Stronger tool use and multilingual performance

Key Features
  • 30 billion parameters with 128k context length.
  • Improved tool calling for external API integration.
  • Supports 12 languages including German, Japanese.
  • Strong performance on math and code benchmarks.
  • Fill‑in‑the‑Middle for code completion tasks.
  • Designed for business assistants and agent workflows.
  • Reinforcement learning alignment for safer chat.
  • Open license for fine‑tuning and commercial use.

Small agencies and privacy‑conscious professionals can run this model on a single high‑end GPU to keep sensitive data local while automating business tasks with tool‑calling features. Hobbyists with prosumer hardware get a capable assistant for coding, multilingual projects, and retrieval‑augmented generation. The model’s balance of size and power makes it practical even for users who are not large‑scale cloud operators.
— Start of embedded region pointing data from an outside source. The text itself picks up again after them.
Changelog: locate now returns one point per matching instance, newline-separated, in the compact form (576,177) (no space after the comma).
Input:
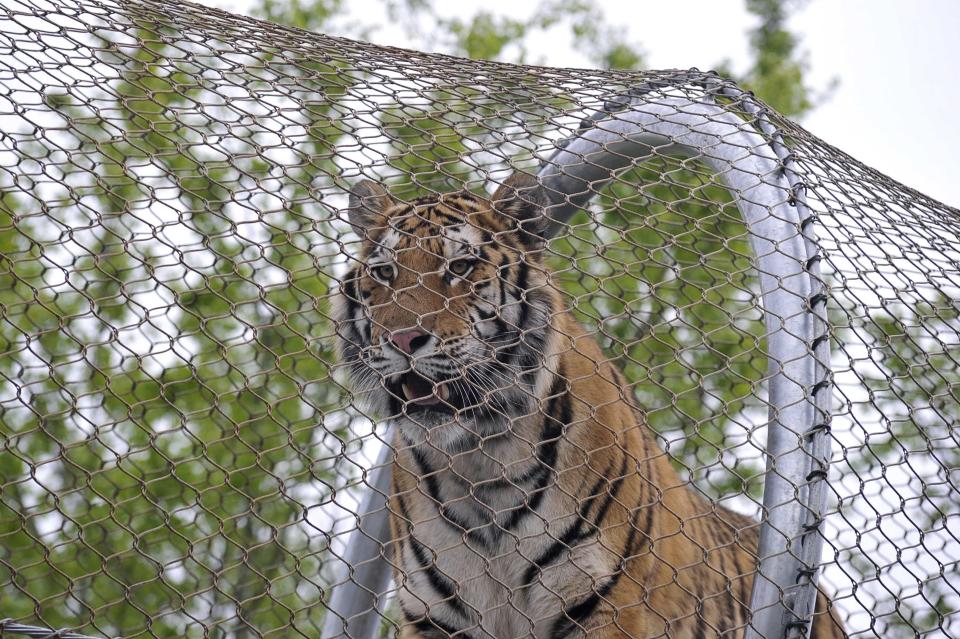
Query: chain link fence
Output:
(301,336)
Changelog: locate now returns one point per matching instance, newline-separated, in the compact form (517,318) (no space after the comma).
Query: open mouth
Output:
(421,391)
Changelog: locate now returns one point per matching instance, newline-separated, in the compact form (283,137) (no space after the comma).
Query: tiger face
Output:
(445,316)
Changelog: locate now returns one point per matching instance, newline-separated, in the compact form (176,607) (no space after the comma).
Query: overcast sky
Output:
(898,64)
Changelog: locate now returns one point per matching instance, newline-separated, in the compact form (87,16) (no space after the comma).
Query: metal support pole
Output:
(757,171)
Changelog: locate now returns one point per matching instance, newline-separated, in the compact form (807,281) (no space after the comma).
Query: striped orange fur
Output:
(529,498)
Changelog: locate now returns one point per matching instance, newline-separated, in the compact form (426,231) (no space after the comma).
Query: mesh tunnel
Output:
(721,400)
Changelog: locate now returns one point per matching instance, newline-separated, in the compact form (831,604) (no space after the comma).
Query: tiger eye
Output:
(461,267)
(383,272)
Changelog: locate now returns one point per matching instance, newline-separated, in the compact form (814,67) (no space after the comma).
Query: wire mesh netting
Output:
(570,334)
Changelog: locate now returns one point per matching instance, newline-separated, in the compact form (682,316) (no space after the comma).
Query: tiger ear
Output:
(523,198)
(369,202)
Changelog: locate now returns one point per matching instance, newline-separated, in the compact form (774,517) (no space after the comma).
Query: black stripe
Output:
(546,454)
(472,533)
(440,582)
(576,615)
(580,529)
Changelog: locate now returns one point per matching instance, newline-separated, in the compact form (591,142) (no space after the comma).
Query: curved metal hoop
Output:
(751,160)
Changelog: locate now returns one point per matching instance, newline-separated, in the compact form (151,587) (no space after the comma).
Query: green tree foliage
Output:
(166,389)
(167,407)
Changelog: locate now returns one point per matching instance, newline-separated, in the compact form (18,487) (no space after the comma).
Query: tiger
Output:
(529,497)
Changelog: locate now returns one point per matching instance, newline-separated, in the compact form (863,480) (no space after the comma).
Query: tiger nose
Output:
(410,341)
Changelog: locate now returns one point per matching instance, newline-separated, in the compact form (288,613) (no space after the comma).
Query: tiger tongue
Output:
(418,390)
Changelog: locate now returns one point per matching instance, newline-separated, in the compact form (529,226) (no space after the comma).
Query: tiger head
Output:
(446,314)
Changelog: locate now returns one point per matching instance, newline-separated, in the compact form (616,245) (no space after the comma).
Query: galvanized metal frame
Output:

Training setup and known limits

IBM trained the Granite‑4.1‑30B on an NVIDIA GB200 NVL72 cluster at CoreWeave, linked by a fast InfiniBand fabric that scaled the work across thousands of GPUs. The team cautions that multilingual performance can trail English results, though adding a few examples often helps the model produce more accurate answers. It may still generate inaccurate, biased, or unsafe responses, so the developers recommend pairing it with a safety guard model.

Granite 4.1 models have gone through an improved post-training pipeline, including supervised finetuning and reinforcement learning alignment, resulting in enhanced tool calling, instruction following, and chat capabilities.